Yeah, go for silicone. The ballistics gel won't last terribly long and will get quite nasty. Much more realistic, but very impractical for stage. (Especially when you're lighting stage with 1000s of Watts)

TheKingOfRandom on YouTube has some excellent videos on getting and using silicone
 
I used this quick setting concrete patch material for a home repair project a few years ago, probably purchased at Lowes, but I'm not sure. You could take a tray, put that stuff in it about 4 inches deep, wait for it to harden a bit and shove your hand into it to create a mold without a back. Let it cure. Then get the cheapest tubes of silicone you can find. Squirt the silicone into the mold. You'll have a great accurate front of the hand with a square back. Take a knife and round the corners to make the back a little better and call it good. The audience is probably at least 30' away right? They'll never know the difference. Use several sizes of hands to make different molds and you can crank out multiples at once.

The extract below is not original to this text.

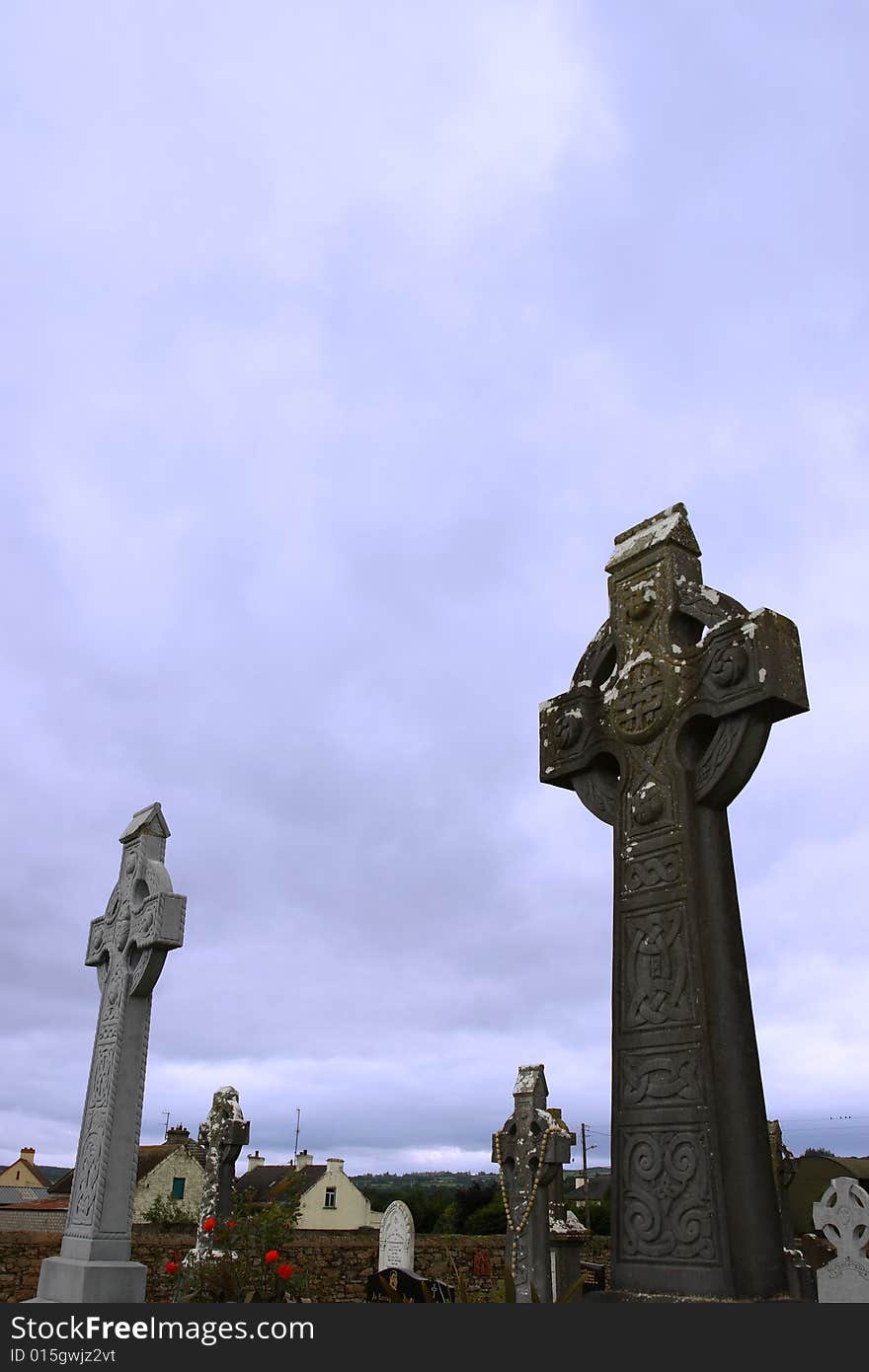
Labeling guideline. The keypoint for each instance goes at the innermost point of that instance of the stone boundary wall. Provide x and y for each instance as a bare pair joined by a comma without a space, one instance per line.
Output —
337,1262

If you can get away with the look, two part foam would probably be cheaper than silicone. But even a higher density foam like this one would still not have the weight of silicone. Something like this. http://www.fibreglast.com/product/6Lb-Mix-and-Pour-Foam/Foam
 
Last edited:
OK, I know you're on a budget, & I've never attempted this but hear me out
get pink rubber kitchen gloves and cans of Great Stuff ( the expanding foam for insulating ).
carefully fill the gloves so they won't bulge too much.
if the gloves bulge, you may want to support them in a trough filled with sand.
paint the gloves to look real.
you can go to the $1 store for the gloves. they come in S, M, L, XL

MY $0.02
 
If you're already finding suitable foam rubber ones, try filling/soaking them in water to change the bounce factor.
 
So many months later I thought I'd come back and thank you all and tell you what we wound up doing. We bought a couple of latex casted hands fairly inexpensively and painted them. These were the most visible of the lot.

For the majority of the hands we did a paraffin casting of several volunteers hands and then filled them with ballistic gel, red food coloring, and tried to give a little extra support with small dowel rods down the fingers. After they set we coated them in several coats of liquid latex and painted them. They were extremely realistic but they did deteriorate after a few performances and we had to make more. As they dry out they shrink and we found its best to store them in the fridge. Actors were throwing them with quite a bit of force across the stage and we only had a couple of the hands break apart and they usually did it in a relatively natural way (breaking at the joints to a finger) and the redness coloring on the inside meant that it did not break the illusion of reality. As an experiment I left one out after the show and in time it developed mold and shrunk, so might be best to throw them out at the end of the run.

We also tried filling the molds with silicon caulk. We could not get the silicon to completely settle and so we had several hands that were missing the tips of fingers. But the silicon did give a nice veiny look and worked perfectly after they were painted for some old grizzled hands that has begun to rot.